Wednesday, February 22, 2012

Details of wolf shooting emerge

Sick animal had lingered in neighborhood for days

Express Staff Writer

A Deer Creek-area homeowner alerted Fish and Game late last month after he discovered that a wolf that had been lingering around his property north of Hailey had moved to his driveway.

The homeowner's name has not been released, but Idaho Fish and Game Conservation Officer Lee Garwood said the man had been walking his dog the night before when a young female wolf stepped off of snowbank and growled at the pair.

"[The wolf] then laid down and went into what the man called 'convulsions,'" Garwood said. "It was late at night, so he and his dog went home."

But the next morning, the wolf was lying 10 to 15 yards into the driveway, alive but unable to lift its head, Garwood said. The agency received a call from the homeowner, but by the time two conservation officers arrived, the wolf was dead.

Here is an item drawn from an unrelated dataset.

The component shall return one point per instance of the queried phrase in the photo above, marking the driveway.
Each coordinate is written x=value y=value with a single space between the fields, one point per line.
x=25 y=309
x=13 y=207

"The homeowner didn't want to see the thing suffer any further, so he euthanized it with a shot to the head," Garwood said.

Further examination showed that the wolf was a victim of canine parvovirus, which in this case attacked the animal's intestinal system.

A Fish and Game news release states that the wolf was emaciated and was presenting with diarrhea—a common symptom of the virus, which also generally causes vomiting and dehydration.

The virus does not affect humans, but is common in canines, Garwood said.

"It's fairly common," he said. "You see it in domestic dogs occasionally."

Wolves and dogs are generally infected through contact with the feces of an infected animal, or, in rarer cases, infected in the womb by a mother carrying the disease. It is usually fatal, and the virus can survive in the feces of infected animals for up to a year.

Garrick Dutcher, program manager for wolf advocacy group Living With Wolves, said the case was unusual in that the wolf was older than the typical age for wolves who contract the illness.

"It usually gets puppies in their first year," he said. "It's a common ailment among wolves, [like] mange."

Garwood said he is not certain whether the wolf was part of a pack or traveling alone.

"I thought for several years that we may have a pack mid-valley, but I can't say that with any certainty," he said. "There have always been random sightings from Warm Springs all the way to Highway 20. I'd be speculating."

As to how the wolf got into the Deer Creek area, Garwood said he couldn't say for sure. The area is a wintering area for elk, which could have drawn a lone wolf or her pack.

"The area around the mouth of Deer Creek seems to be where I get some [wolf] calls," he said. "There's elk in the vicinity. It could have been out with its packmates hunting and just ended up [at the home]."

A group of six wolf pups near Fairfield died of the virus in 2009. The Journal of Veterinary Emergency and Critical Care reports that, untreated, the virus has a mortality rate of 91 percent.

Dogs can be inoculated against the virus, though the vaccine can take up to two weeks to become effective.